I write a lot about definitions. You see, words are not actual substance. They are symbols for communicating ideas and realities. So if we don't define them, we can't communicate those ideas and realities. The simple fact is if you can't define what you're talking about, you don't know what you're talking about.
One I've long complained about is the word, "marriage." I've long maintained that it has a meaning and that today's version ... does not. Certain elements of our society rallied around "marriage equality" without defining either "equality" or "marriage" and they won ... except no one these days knows what they won. Because they were undefined. All we know it they won the right to call what they were doing "marriage," the term they didn't define but are pretty sure we've been doing all along. Unfortunately it is neither "marriage" nor "equality."

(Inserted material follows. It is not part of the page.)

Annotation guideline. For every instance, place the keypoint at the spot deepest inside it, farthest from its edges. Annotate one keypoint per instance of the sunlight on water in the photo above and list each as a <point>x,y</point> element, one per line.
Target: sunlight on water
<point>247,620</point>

Marriage is ordained by God (Gen 2:18–24; cp Matt 19:4-6; Eph 5:28-32). It's part of God's grand plan (Eph 5:31-32; Rev 19:9). It's God's idea. Not ours. We don't get to decide what it is or what to do with it. He does.
One of God's primary components of marriage is that it is for life (Rom 7:2-3). This only makes sense since it is the union of two people (Gen 2:24; Matt 19:4-6; Eph 5:31). To take that apart is a dismemberment. "What God has joined together let no man separate" (Matt 19:6). Divorce, according to Christ, is only due to hard-heartedness, not a praiseworthy motivation (Matt 19:8).
Marriage is the only relationship allowed by God for sexual relations. That aspect is to be honored and guarded (Heb 13:4). It is heterosexual and monogamous (Gen 2:24). (Note: The original meaning of the term "monogamous" is not "having sex with only one person" let alone "only one person at a time," but "married only to one.") Marital sexual relations are to be enjoyed (1 Cor 7:3-4) and exclusive, because it is a union of bodies that creates a union of people (1 Cor 6:16-17) and illustrates the relationship between Christ and His Bride (1 Cor 6:18; Eph 5:32). Sexual relations in marriage are for mutual giving, for mimicking God's relationship with His own, and for procreation.
If properly defined, "marriage" means something, and anyone who wants to enter that "something" has been able to do so. At times for reasons outside of the definition (and, therefore, incorrectly) it has been blocked (for instance, between races) but in our day anyone who wants to marry, given the definition of marriage, has been able to do so. That's marriage equality. And not everyone who considers themselves married, given the definition of marriage, actually is. That's simply a fact. What we have today is neither marriage nor equality, and the carryover has been to eliminate both for all in the public square. If you wish to talk to me about marriage, be sure we're talking about the same thing. Words mean something. This one means a great deal.